The bulk threat endpoint uses partial-success semantics: it reports how many succeeded vs failed (per-ID), so always surface the failed count to the user.

IAM, report, and notification settings commands also mutate (iam create-user, iam update-user, report settings set/delete, report generate, notification read, notification settings set/delete, notification devices remove) — same confirmation rules apply.

Run mysecutec <module> <verb> --help to see the exact flags before executing a mutation. Prefer reading the current state with get first so you can report what is about to change.

  1. mysecutec status -o json — confirm auth + which org/env you're in.
  2. If the question is about another org: orgs list --search … then impersonate <id>.
  3. For "how many / breakdown" questions: prefer a filter or kpis command (server-side aggregates) over paging through list.
  4. For specifics: list with the narrowest flags, then get <id> for detail.
  5. Parse JSON, summarize for the user, and cite the numbers you actually got (pagination.total, KPI fields, filter counts).
  6. If you impersonated, offer to impersonate clear.

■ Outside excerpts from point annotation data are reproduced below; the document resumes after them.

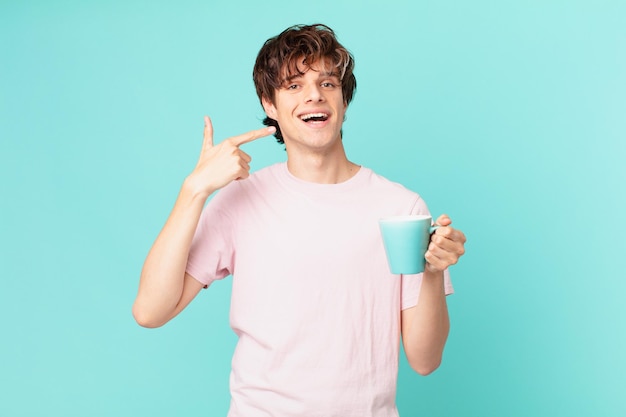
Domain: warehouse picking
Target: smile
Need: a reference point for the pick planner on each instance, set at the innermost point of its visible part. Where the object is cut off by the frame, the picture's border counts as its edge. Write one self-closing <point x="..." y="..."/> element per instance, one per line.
<point x="314" y="117"/>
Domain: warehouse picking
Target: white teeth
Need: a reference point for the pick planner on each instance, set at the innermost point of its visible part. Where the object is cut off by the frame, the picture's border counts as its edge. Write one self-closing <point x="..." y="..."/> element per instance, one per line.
<point x="308" y="116"/>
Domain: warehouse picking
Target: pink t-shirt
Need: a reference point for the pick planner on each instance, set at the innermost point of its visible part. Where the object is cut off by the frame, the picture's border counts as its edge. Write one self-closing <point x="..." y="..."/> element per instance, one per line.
<point x="314" y="305"/>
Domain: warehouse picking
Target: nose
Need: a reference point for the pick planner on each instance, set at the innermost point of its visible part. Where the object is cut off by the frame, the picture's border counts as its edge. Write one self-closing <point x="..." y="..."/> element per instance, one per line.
<point x="313" y="94"/>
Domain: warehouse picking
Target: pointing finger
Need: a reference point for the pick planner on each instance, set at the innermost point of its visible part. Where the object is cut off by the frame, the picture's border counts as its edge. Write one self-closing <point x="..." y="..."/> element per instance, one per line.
<point x="208" y="133"/>
<point x="252" y="135"/>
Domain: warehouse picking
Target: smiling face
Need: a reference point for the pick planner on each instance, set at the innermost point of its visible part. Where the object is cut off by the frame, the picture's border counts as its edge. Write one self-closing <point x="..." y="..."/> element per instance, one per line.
<point x="309" y="108"/>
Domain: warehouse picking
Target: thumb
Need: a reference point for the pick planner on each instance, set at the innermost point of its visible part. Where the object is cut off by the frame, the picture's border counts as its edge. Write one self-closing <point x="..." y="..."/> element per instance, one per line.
<point x="443" y="220"/>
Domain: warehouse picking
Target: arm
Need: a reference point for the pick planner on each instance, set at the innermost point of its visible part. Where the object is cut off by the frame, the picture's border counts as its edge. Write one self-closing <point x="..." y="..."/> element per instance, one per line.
<point x="164" y="287"/>
<point x="425" y="326"/>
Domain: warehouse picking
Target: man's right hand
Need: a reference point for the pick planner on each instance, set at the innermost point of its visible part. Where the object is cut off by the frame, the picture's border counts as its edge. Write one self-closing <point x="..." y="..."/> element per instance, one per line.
<point x="220" y="164"/>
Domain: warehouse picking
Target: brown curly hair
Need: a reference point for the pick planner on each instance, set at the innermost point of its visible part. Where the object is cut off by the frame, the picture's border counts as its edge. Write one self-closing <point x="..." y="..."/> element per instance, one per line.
<point x="281" y="58"/>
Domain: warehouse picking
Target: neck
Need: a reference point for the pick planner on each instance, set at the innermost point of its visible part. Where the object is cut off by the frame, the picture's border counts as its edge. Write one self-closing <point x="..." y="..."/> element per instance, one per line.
<point x="321" y="167"/>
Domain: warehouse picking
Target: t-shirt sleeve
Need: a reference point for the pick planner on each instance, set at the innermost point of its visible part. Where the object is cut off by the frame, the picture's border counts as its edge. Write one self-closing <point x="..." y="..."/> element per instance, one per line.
<point x="212" y="250"/>
<point x="411" y="284"/>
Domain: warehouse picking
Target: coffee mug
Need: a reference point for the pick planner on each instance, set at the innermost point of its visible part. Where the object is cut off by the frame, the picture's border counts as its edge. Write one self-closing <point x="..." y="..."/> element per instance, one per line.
<point x="406" y="240"/>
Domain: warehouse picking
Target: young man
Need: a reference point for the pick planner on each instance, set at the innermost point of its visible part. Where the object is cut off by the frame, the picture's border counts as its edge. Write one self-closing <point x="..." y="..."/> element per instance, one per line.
<point x="318" y="314"/>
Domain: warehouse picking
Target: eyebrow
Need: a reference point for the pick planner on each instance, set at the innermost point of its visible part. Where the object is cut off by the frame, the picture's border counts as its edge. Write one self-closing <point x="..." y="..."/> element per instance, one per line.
<point x="324" y="74"/>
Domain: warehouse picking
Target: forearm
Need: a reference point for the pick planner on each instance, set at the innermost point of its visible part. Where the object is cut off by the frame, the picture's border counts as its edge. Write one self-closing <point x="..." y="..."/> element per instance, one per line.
<point x="162" y="276"/>
<point x="427" y="325"/>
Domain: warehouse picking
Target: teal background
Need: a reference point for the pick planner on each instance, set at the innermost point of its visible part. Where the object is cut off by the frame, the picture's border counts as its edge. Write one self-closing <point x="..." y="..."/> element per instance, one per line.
<point x="507" y="115"/>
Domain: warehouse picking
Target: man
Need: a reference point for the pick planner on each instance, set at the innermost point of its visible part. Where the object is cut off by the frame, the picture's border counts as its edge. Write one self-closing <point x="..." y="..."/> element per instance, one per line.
<point x="317" y="312"/>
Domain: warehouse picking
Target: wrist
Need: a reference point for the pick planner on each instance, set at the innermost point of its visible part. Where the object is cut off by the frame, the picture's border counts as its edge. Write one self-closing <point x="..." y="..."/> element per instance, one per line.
<point x="193" y="190"/>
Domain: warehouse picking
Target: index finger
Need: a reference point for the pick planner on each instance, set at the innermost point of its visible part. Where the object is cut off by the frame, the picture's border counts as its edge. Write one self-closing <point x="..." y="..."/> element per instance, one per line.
<point x="252" y="135"/>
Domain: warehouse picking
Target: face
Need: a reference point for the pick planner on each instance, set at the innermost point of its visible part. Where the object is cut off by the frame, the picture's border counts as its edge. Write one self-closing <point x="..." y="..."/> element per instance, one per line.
<point x="309" y="110"/>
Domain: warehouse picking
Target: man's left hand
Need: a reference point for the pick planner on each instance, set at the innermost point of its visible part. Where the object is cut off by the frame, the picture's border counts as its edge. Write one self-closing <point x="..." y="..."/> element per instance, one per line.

Example: "How exposed are we — give me the headline numbers"

1
2
3
4
5
6
mysecutec status -o json
mysecutec assets list -o json --limit 1          # read pagination.total
mysecutec threats filter -o json                 # severity/status counts
mysecutec lcm kpis -o json                        # leaked credentials
mysecutec dnm overview -o json                    # dark-net exposure
mysecutec xdr kpis -o json                         # endpoint detections

Then report: total assets, threats by severity/status, leaked-credential count, dark-net findings, and XDR agent/detection counts — each value traced to one of the commands above.

Error handling

  • Auth/expiry errors → tell the user to run mysecutec login. Never log in for them.
  • unknown flag → you used the wrong pagination flag. Remember orgs list uses --per-page; everything else uses --limit/--offset. Re-check with --help.
  • Empty results → report "no data found for that query," don't invent any.
  • Unexpected HTTP error → re-run once with -v to capture the raw response, then surface the actual error message to the user.

Sensitive data

LCM (leaked credentials), DNM pii/im (personal info, intercepted content), and threat details can contain personal or confidential data. Report aggregate counts and summaries by default; reproduce raw records (emails, passwords, message contents) only when the user explicitly asks, and never write them to files or external services without being told to.